In a study published in Nature Methods from the Nature group, Prof. Kellogg, Dr. Oded Ravavi, Dr. Itamar Goldstein and other researchers from Tel Aviv University and from around the world show the method that allows to identify the communication of cancer cells with the cells of the immune system, to fight in cells infected with viruses and more
Every cell in our body has the same DNA, but only some of the genes in it produce the proteins necessary for the functioning of that cell (and only some of the proteins common to all body cells). One of the problems faced by biologists and biochemists trying to understand what substances pass from cell to cell during intercellular communication (for example, in the scanning of a cancer cell by the cells of the immune system), is that it is not always possible to identify proteins in a cell that it did not produce but that other cells reached it.
Now a group of researchers led by Prof. Yoel Kellogg and Dr. Oded Rafi from the Department of Neurobiology in the Faculty of Life Sciences at Tel Aviv University is reporting on a method that will allow these proteins to be identified. The study was recently published in the journal Nature Methods from the group of the prestigious journal Nature which deals with basic methods for research in the field of life sciences.
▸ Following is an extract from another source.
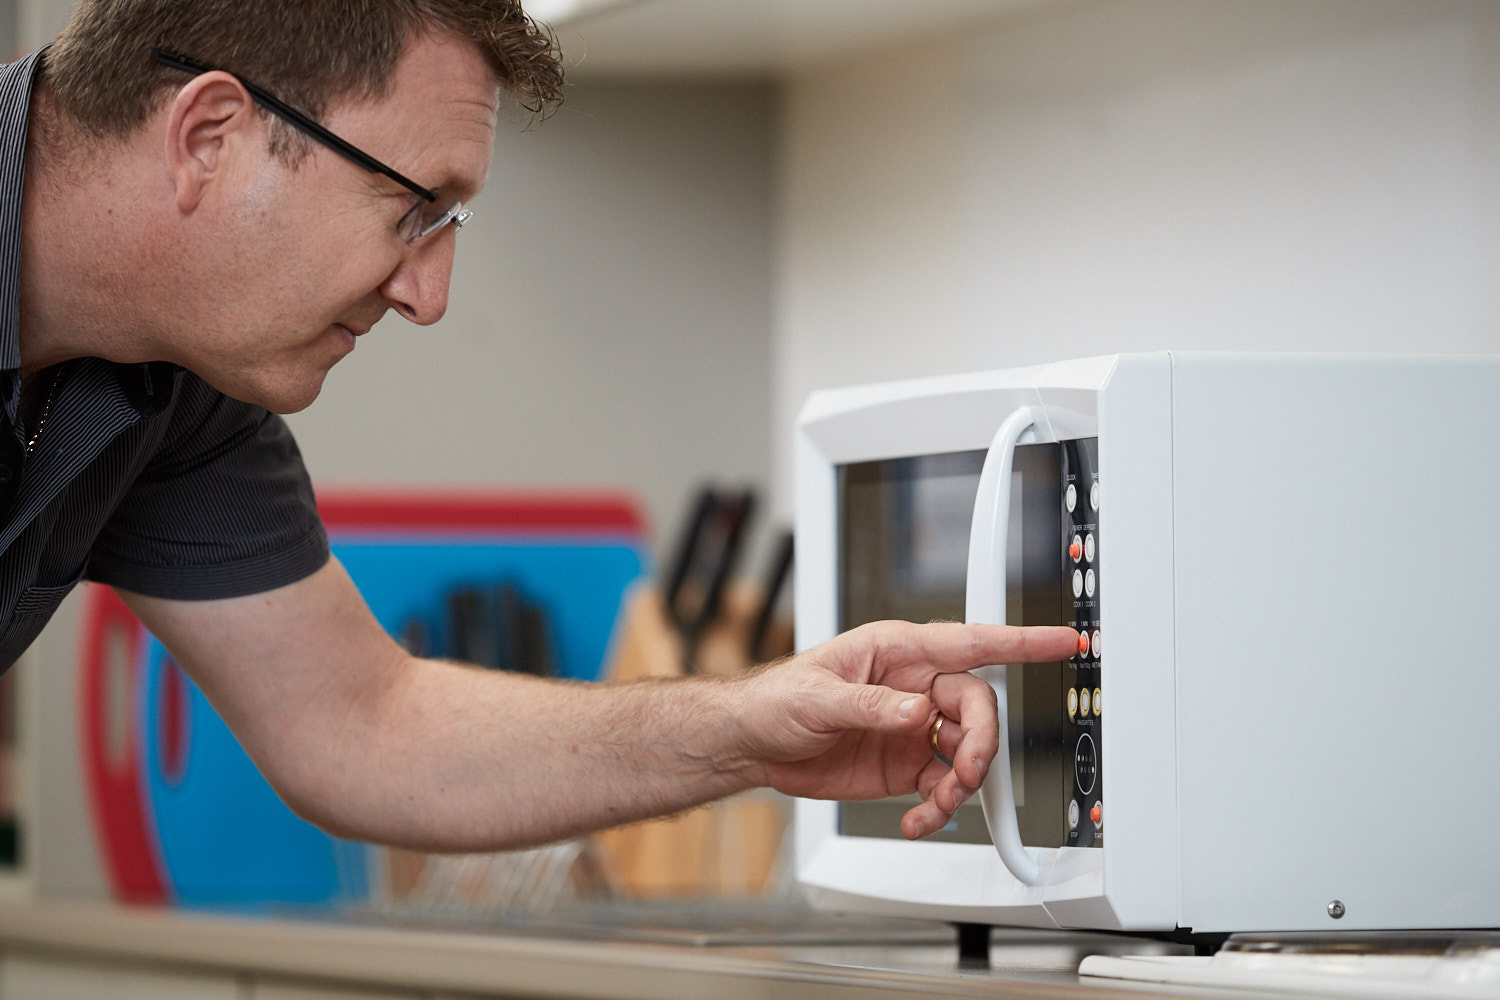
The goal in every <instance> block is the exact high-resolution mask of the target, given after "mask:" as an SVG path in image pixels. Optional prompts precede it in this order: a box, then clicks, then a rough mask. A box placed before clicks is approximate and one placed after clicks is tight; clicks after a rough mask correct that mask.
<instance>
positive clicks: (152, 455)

The applications of the new method are many, one of the possible directions is to use the method to understand which proteins move from the cells of the immune system to other cells in the body and vice versa, thereby promoting, among other things, the understanding of mechanisms that cause cancer.
The research is part of the doctoral thesis of Oded Ravavi, currently a postdoctoral fellow at Columbia University in New York and then a doctoral student in the laboratory of Professor Yoel Kellogg at Tel Aviv University. The study was conducted in collaboration with Dr. Itamar Goldstein at the Sheba Hospital Cancer Center and Dr. Leonard Foster at the University of British Columbia in Vancouver, Canada.
"In the article in Nature Methods, we demonstrate in two ways how proteins move from cell to cell. We tested cells of the immune system that stick to another cell to check it and see, among other things, whether it is cancerous, we see that the cell that was scanned transfers hundreds of proteins to the cell of the immune system that were not Their ability to move between cells is known before.
"Since it is the same DNA, and we find the same protein in two different types of cells belonging to the same body, we were required to invent a method that would differentiate between "local" proteins and "foreign" proteins. To do this, we grew the cells on different growth media. We let one cell 'eat' acids Aminos are natural, and because of this all its proteins were composed of normal amino acids. We 'fed' the second cell with amino acids that we changed so that the atoms They will contain excess neutrons and therefore all the proteins that this cell produces will be a little heavier. Although this is a very small difference, it can be detected using extremely sensitive devices. After that, we made contact with each other. At the end of the process, we used specific cell isolation technologies Only one type of cell and we checked the composition of its proteins - which of the proteins are 'normal' and which are 'heavy'. This is how we were able to identify the origin of each protein."